Confirm Ownership Wizard
The Confirm Ownership wizard is opened with the Request Confirmation button in the Resource Owners interface. It can be opened for one or multiple resources.
It contains one page:
-
- Select Owners — Lists the current owner(s) for each selected resource and confirmation status
Request Ownership Confirmation
Follow the steps to request ownership confirmation.
Step 1 – In the Resource Owners interface, select the desired resource or resources and click Request Confirmation. The Confirm Ownership wizard opens.
Step 2 – On the Select Owners page, you can optionally remove owners you do not want or need ownership confirmation from. Select those owners and click Remove. Those owners will not receive the confirmation email. Once the list is set as desired, click Finish. The Access Reviews application begins to send the confirmation email. The table provides the following information:
- Resource Name — The icon indicates the type of resource. The resource name includes its location, such as the UNC path for a file system resource, the URL for SharePoint resource, or Group name (e.g., [Domain][Group]).
- Owner Name — Name of the assigned owner
- Confirmed — Indicates whether or not the assigned owner has confirmed ownership of that resource. Tool-tips display when hovering over the icons indicating whether the resource ownership has been confirmed, declined, pending response, or that a confirmation has not been requested.
Step 3 – The action status displays on the page. When the owner confirmation notification has completed (100%), click Close. The Confirm Ownership wizard closes.
The selected owners receive an email from the Access Reviews application asking if they are the owner of the assigned resource. See the Ownership Confirmation Request Email topic for additional information.
Update Resource Wizard
The Update resource wizard is opened with the Update button in the Resource Owners interface.
It contains three pages:
-
- Select Owners — Lists the current owner(s). Modify by adding new owners, removing owners, or changing owner priority order (primary, secondary, etc.)
-
- Description — Enter or modify a note describing the resource
-
- Summary — Provides a preview of the settings selected within the wizard
See the Update a Resource topic for additional information.
Update a Resource
Follow the steps to update ownership configuration for a resource.
Step 1 – In the Resource Owners interface, select the desired resource and click Update.
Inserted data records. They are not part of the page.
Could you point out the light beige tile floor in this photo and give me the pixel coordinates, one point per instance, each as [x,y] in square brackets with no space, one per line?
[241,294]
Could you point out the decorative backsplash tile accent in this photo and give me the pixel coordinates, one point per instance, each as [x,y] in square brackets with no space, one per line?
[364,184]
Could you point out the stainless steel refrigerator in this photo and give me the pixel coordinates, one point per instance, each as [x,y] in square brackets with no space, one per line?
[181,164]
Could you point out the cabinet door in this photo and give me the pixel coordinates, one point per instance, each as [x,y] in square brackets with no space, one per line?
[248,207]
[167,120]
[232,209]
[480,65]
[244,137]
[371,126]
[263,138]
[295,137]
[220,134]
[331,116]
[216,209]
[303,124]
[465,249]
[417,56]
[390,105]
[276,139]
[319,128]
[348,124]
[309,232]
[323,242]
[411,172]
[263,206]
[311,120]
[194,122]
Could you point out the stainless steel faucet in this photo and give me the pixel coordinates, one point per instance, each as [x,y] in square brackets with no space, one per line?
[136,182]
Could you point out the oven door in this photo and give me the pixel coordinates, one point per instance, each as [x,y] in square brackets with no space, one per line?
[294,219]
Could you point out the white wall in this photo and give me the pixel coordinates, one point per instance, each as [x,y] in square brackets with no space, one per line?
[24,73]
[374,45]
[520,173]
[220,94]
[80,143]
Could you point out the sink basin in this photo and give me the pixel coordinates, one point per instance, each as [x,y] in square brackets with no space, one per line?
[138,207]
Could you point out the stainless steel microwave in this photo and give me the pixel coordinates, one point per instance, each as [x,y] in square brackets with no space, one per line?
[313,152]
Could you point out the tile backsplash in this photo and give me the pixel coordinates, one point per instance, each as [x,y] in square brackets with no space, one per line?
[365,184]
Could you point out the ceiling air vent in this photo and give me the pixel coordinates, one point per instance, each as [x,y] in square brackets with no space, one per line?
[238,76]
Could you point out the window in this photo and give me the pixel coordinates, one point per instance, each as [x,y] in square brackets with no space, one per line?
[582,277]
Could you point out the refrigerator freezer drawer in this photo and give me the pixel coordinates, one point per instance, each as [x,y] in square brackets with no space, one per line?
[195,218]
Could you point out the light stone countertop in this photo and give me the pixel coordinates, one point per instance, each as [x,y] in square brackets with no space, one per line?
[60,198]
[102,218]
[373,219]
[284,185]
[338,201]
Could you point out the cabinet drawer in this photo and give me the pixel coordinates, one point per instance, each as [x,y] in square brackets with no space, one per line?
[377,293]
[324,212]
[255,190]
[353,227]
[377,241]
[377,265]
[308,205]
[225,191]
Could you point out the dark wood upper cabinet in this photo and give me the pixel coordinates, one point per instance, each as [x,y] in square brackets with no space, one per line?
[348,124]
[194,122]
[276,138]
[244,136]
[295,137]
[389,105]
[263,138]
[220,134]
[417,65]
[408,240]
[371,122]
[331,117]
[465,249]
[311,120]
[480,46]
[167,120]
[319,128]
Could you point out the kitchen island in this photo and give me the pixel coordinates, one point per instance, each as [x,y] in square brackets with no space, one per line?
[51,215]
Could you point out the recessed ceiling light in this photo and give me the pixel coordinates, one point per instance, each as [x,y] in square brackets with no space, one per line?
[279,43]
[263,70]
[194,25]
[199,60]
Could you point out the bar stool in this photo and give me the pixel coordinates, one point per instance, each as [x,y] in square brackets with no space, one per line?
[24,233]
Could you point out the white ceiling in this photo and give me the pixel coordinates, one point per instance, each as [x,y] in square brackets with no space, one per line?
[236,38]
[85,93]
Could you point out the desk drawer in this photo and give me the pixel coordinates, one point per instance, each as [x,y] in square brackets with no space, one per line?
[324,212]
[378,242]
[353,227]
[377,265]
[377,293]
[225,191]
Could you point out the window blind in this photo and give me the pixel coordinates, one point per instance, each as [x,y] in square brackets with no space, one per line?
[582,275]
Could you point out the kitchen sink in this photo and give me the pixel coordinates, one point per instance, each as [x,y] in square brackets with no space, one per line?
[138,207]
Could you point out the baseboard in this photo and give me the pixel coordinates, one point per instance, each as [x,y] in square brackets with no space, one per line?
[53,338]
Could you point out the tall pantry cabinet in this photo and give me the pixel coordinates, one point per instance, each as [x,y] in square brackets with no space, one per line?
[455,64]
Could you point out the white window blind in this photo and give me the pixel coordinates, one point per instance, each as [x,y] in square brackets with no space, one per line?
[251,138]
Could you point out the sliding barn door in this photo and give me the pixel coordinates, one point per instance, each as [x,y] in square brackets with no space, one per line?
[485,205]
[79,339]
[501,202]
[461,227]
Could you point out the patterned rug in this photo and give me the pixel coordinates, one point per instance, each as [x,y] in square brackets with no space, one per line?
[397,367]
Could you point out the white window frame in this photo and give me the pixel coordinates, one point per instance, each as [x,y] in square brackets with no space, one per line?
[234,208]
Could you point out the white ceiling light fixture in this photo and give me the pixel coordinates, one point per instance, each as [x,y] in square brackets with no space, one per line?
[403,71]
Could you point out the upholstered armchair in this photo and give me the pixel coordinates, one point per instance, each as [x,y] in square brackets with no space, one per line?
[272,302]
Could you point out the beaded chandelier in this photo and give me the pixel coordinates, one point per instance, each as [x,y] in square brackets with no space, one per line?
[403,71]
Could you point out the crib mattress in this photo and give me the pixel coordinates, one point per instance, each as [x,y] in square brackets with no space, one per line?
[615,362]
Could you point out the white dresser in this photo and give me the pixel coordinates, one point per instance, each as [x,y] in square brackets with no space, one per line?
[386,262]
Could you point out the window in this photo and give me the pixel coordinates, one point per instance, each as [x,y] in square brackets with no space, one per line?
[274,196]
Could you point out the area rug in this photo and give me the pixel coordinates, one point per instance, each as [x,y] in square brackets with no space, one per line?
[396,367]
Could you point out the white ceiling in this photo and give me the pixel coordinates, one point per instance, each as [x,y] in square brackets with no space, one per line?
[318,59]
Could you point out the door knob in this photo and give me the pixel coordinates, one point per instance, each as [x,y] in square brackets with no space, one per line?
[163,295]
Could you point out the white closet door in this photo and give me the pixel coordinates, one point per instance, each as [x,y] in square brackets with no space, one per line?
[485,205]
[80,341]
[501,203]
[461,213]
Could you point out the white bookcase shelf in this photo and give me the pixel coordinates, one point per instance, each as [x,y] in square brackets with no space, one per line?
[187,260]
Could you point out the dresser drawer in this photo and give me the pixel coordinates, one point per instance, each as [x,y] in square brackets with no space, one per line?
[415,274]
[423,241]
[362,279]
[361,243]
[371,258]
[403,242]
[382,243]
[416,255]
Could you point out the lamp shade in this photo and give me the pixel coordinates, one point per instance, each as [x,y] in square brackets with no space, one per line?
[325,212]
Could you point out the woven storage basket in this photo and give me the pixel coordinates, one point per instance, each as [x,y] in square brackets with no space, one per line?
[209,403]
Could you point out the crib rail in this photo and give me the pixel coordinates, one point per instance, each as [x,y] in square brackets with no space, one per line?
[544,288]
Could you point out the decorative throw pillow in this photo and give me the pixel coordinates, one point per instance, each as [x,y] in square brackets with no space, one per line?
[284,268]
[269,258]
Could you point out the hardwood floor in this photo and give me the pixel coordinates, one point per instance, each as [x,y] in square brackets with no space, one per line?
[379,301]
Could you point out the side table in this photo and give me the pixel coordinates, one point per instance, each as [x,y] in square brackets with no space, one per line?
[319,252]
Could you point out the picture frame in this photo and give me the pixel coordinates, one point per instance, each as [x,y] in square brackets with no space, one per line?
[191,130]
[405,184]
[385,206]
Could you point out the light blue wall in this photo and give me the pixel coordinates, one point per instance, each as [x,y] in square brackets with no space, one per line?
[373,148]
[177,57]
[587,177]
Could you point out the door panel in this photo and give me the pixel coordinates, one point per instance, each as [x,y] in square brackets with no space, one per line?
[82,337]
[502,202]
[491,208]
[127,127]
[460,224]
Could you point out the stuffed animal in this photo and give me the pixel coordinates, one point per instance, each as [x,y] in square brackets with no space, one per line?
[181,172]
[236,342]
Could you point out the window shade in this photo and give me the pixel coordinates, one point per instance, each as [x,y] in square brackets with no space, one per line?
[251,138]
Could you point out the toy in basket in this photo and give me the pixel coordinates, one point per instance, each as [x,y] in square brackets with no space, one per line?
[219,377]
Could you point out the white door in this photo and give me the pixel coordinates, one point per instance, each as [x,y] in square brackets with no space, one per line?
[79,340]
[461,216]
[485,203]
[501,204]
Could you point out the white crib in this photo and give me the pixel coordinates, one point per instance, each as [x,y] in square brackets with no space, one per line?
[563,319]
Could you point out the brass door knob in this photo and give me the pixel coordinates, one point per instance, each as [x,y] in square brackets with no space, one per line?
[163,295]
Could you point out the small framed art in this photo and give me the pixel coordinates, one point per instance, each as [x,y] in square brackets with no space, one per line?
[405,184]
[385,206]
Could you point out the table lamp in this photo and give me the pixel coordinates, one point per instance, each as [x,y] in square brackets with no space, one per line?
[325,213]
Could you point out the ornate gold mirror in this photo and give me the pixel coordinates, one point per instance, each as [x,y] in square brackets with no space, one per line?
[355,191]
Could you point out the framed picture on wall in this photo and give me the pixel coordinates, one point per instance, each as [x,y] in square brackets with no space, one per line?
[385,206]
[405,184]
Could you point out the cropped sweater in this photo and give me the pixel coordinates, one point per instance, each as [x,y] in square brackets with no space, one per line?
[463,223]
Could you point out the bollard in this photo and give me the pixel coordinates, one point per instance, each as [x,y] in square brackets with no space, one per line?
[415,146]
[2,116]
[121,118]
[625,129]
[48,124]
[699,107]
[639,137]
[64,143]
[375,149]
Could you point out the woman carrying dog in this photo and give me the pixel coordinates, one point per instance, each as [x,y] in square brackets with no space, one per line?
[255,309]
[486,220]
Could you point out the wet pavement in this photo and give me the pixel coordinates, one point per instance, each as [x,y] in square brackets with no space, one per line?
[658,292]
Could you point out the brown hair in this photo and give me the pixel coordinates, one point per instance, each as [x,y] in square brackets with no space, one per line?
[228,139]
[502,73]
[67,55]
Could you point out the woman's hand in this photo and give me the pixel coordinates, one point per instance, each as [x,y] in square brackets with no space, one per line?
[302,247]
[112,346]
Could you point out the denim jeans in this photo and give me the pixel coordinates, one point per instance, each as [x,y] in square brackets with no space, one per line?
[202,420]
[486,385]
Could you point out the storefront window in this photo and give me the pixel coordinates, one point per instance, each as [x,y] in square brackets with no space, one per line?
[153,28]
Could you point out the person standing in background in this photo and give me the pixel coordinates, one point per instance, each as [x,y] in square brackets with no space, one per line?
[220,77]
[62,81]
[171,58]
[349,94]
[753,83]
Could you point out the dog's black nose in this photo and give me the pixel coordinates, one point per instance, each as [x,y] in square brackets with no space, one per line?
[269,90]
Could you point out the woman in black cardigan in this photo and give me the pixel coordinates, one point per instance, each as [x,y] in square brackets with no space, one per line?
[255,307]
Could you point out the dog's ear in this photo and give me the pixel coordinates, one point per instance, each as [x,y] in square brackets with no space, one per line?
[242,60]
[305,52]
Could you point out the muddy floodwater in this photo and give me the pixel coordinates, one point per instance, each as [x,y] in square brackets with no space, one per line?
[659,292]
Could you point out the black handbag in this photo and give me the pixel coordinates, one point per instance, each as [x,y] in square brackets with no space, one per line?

The Update resource wizard opens.
Step 2 – The Select Owners page lists the currently assigned owner(s). Modify as desired and click Next to continue.
- Add new owners — Click Add to browse for a new owner. See the Add Owner Window topic for additional information.
- Remove an owner — Select an owner and click Remove
- Change owner priority — Select an owner and use the arrow buttons to change the order
Remember, the first owner in the list is the primary owner. The table has several columns with information on the owners:
- Owner Name — Name of the assigned owner
- Owner Account — sAMAccountName associated with the owner, as read from Active Directory
- Owner Mail — Trustee's email address as read from Active Directory
- Owner Title — Trustee's title as read from Active Directory
- Owner Department — Trustee's department as read from Active Directory
- Confirmed — Indicates whether or not the assigned owner has confirmed ownership of that resource. Tool-tips display when hovering over the icons indicating whether the resource ownership has been confirmed, declined, pending response, or that a confirmation has not been requested.
Step 3 – The Description page displays any description that has been provided by either the Ownership Administrator or the assigned owner(s) for the resource. Modify as desired by typing in the textbox. Then click Next to continue.
Step 4 – On the Summary page, review the settings and click Finish. The Access Reviews application begins to process the ownership changes.
Step 5 – The action status displays on the page. When the update has completed (100%), click Close. The Update resource wizard closes.
This updates to ownership configuration have been processed.